Austin Allen James is a Visiting Professor at Texas Southern University. He has taught at TSU since the Fall of 2012. Austin was a committee member in 2016 charged with creating a “Professional Writing” concentration that includes five creative writing classes. Austin is also a visual artist, sculptor, and furniture designer.
Blurry Lanes
Time shifts like a limousine
without seats, a rainbow of gray dots.
The spin of the slot machine’s
eye pierces the scent of ether.
You found me on a stage of expression—
face flushed with Vegas oxygen,
and your smile filled the gaps
along the thespian curve.
Let us cage the image of you
and me as we enter the next casino.
The Next Stop Is
A signal for an extension of the respite,
of the sun’s silken position in an orbit.

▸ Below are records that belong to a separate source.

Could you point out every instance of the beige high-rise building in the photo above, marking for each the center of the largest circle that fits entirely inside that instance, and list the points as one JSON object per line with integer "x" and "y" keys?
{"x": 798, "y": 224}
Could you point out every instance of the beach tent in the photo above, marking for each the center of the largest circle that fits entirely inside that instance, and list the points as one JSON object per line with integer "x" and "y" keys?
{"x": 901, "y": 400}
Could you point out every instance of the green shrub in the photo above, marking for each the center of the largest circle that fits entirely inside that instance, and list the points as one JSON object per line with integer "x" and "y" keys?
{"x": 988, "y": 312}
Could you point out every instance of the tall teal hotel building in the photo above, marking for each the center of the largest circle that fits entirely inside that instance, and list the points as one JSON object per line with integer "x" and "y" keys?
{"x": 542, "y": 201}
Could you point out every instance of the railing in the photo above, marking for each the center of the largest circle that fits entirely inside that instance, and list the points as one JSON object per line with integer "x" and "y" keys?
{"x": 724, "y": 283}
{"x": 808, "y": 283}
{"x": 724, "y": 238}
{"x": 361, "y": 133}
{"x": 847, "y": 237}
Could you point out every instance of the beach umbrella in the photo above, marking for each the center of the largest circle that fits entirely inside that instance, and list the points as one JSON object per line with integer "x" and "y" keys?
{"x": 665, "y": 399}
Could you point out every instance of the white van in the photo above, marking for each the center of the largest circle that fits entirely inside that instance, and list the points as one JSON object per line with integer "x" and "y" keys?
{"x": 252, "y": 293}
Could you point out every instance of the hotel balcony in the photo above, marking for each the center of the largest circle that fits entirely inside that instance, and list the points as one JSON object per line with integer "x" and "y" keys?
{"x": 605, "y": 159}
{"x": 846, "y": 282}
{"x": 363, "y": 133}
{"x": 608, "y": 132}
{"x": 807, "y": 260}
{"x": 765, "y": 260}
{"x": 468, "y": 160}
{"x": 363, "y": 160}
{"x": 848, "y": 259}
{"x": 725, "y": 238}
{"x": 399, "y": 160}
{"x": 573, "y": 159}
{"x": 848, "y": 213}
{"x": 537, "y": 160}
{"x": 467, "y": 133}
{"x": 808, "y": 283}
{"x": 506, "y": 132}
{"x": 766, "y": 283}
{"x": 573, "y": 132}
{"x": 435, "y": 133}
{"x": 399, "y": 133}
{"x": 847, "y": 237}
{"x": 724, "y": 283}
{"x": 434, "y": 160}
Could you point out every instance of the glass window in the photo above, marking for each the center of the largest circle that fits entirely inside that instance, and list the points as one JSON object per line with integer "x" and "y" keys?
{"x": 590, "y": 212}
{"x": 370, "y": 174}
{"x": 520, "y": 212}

As I grasp for the ascension of sight
in this solar decline, a silver light is on my skin.
The age of an edge is burnt into the azure.
I remember that salt stings the eyes,
and yet, it is my turn to exit the terminal.
Diamond Eyes
People gravitate toward beauty—
a seepage that oozes through the space
of a street, a neighborhood,
a city of silent halcyon.
Magnolias burst bright like fruit placed in bowls,
disinterred by offspring centuries
in the making, a vestry of charm
discovered by Dharma— a peninsula
stunned toward an edge. Town
squares and bungalows— the rooted slope
of families cloistered by foothills that slowly creep
toward the farmers’ salt— unravel the terrain
and deliver a gentry of firm heels.
With the valve fully open,
the peninsula shifts, and the neighborhoods
succumb to a nudge across the causeway.
The Death of Jesse
If I am a killer, is it a thing? Grandpa James
remembers a Bible with Jesse’s name printed
under the cover— a hurricane wheel-ship, an anchor
lantern, and a hull of cowboy carnage saturated with whiskey.
The screen door opens to an exploding dandelion—
a poisonous mushroom that takes the closing breath
of Jesse’s blood. In Starkville, we still find red seeds in the dust.
Forget Me Not
Spiral into a cardinal tulip—a shadow cast
by DNA pollinated with fireflies,
sapphires, and a massive moon-clock
mounted behind the Earth.
En route, we discover a streak of distilled
solar nectar beyond our ambition,
outside of our hesitation.
Let’s race the spin of our planet
as summer seeks autumn.
Let’s turn back time a few ticks,
and push left on the moon’s second hand.